Toujours dans la même famille, on profitera de belles bombardes et Chirimias, dotées en articulations des mêmes articulations. Enfin, la catégorie War Horns inclut Anyafils et Shofars, à la fois sous forme de programmes à notes séparées, et des programmes incluant des phrasés typiques. Voici quelques exemples de Shofar Calls. On imagine aisément les Vikings Kirk Douglas et Tony Curtis débarquant à Jérusalem…
Enfin, les Soundscapes offrent des ambiances très réussies, parfois rappelant étrangement des sonorités de type D-50 ou PPG, constituées de plusieurs couches (entre trois et six) ayant chacune des réglages de volume sur la page Quick Edit.
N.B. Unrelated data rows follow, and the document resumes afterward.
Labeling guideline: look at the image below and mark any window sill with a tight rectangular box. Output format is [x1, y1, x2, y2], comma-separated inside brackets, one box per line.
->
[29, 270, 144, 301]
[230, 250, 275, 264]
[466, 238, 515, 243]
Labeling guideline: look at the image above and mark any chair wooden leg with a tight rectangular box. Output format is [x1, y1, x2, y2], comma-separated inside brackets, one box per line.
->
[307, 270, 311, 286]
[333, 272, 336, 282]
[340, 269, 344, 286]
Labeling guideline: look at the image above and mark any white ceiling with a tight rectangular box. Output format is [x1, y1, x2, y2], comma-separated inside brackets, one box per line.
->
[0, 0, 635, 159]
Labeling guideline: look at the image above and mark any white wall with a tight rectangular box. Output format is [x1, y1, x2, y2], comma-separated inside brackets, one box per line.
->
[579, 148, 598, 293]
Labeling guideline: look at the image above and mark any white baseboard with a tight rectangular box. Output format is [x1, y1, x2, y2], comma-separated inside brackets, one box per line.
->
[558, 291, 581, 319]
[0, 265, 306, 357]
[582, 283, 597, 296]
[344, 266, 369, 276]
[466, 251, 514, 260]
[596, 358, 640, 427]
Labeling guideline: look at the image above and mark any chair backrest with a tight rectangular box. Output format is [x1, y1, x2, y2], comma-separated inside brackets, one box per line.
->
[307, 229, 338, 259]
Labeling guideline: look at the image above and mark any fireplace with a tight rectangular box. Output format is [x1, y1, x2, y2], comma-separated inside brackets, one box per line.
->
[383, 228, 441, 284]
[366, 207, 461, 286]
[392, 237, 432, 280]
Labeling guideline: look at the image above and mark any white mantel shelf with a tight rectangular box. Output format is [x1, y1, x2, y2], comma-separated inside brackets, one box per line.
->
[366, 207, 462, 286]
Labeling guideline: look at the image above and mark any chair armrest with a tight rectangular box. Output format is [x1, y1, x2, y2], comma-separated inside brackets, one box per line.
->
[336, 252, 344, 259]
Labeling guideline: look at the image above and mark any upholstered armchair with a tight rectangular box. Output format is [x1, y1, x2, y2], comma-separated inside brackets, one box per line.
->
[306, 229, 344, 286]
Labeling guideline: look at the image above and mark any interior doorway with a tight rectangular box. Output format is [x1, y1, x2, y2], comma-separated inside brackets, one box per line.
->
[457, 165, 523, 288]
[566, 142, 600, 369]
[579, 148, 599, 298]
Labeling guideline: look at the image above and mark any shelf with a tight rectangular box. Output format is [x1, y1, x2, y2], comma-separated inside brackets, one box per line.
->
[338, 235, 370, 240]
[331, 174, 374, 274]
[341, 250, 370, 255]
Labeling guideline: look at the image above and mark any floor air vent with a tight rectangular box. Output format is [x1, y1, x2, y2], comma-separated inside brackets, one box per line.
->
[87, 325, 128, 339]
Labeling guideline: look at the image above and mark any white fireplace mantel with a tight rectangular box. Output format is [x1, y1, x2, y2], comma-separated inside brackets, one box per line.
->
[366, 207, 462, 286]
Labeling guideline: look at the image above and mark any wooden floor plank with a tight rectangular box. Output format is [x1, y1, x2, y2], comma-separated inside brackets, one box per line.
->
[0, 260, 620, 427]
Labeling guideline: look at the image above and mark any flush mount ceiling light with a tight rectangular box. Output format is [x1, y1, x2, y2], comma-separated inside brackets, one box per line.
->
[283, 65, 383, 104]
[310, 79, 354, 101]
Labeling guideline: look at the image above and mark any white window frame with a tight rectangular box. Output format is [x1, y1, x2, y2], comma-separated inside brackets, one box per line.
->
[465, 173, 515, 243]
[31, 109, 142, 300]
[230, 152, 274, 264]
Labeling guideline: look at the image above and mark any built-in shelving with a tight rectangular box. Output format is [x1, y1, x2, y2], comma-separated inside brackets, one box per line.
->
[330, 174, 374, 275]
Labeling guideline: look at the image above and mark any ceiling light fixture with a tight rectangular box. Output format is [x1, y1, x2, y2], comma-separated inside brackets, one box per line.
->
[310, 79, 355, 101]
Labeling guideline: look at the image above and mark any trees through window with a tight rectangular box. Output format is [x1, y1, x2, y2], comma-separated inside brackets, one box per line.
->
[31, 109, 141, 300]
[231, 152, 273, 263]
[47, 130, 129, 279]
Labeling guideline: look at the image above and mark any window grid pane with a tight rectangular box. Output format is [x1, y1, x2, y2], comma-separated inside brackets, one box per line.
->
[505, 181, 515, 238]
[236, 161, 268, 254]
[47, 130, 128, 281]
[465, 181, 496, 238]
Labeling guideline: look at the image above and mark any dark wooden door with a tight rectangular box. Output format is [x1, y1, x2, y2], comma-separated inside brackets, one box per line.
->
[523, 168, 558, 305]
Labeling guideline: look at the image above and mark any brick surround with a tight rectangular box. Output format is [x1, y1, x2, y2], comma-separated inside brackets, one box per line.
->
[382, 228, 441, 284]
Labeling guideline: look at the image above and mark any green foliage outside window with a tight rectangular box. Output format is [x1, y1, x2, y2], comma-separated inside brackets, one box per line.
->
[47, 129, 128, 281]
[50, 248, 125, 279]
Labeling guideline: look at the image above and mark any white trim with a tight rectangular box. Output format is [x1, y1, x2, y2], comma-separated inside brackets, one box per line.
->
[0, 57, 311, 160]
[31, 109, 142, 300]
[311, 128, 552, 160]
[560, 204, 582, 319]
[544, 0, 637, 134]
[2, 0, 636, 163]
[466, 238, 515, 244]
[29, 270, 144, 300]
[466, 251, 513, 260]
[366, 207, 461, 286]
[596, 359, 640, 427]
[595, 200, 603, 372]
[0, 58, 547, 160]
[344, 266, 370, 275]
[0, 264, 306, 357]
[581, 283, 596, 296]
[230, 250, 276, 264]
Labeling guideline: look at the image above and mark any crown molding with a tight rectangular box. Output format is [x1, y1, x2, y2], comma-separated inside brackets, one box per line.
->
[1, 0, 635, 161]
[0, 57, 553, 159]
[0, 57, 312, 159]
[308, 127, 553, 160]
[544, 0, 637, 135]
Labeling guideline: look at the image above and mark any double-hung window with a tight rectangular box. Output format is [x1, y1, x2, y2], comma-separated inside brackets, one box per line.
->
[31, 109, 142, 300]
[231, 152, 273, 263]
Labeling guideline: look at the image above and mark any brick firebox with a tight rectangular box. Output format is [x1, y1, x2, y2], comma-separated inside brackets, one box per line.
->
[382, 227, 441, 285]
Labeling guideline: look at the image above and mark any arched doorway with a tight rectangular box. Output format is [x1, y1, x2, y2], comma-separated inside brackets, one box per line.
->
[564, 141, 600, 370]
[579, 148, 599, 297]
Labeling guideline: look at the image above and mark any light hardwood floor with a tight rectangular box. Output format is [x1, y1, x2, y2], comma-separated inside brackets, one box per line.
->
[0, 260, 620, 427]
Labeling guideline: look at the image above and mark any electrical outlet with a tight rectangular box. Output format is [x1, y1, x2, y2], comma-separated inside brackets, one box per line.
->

Moins réussis, les Wooshes trouveront peut-être une utilité en les jouant dans les octaves les plus graves.
Téléchargez les fichiers sonores : flac article
Bilan
Excellent, tout simplement. En proposant des instruments rares avec une très bonne qualité sonore et de programmation, Eduardo Tarilonte offre une bibliothèque très intéressante, à la fois pour les médiévistes (en herbe ou confirmés) et pour tous les compositeurs qui pourront utiliser des sons inhabituels, pas forcément inédits, mais qui apporteront une touche d’étrangeté, d’inattendu ou de réalisme (certains instruments avec leurs bruitages sont bluffants) à des pièces plus modernes. Quasiment aucun reproche à faire, bouclages, programmation, fichiers Midi, tout est parfaitement réussi. Ce qui fait aussi regretter que la plateforme Engine/Independence ne soit pas utilisée par de plus nombreux éditeurs, tant elle montre ici son efficacité et sa puissance. En tout cas, il faudra suivre les produits de monsieur Tarilonte avec attention, le niveau étant très haut.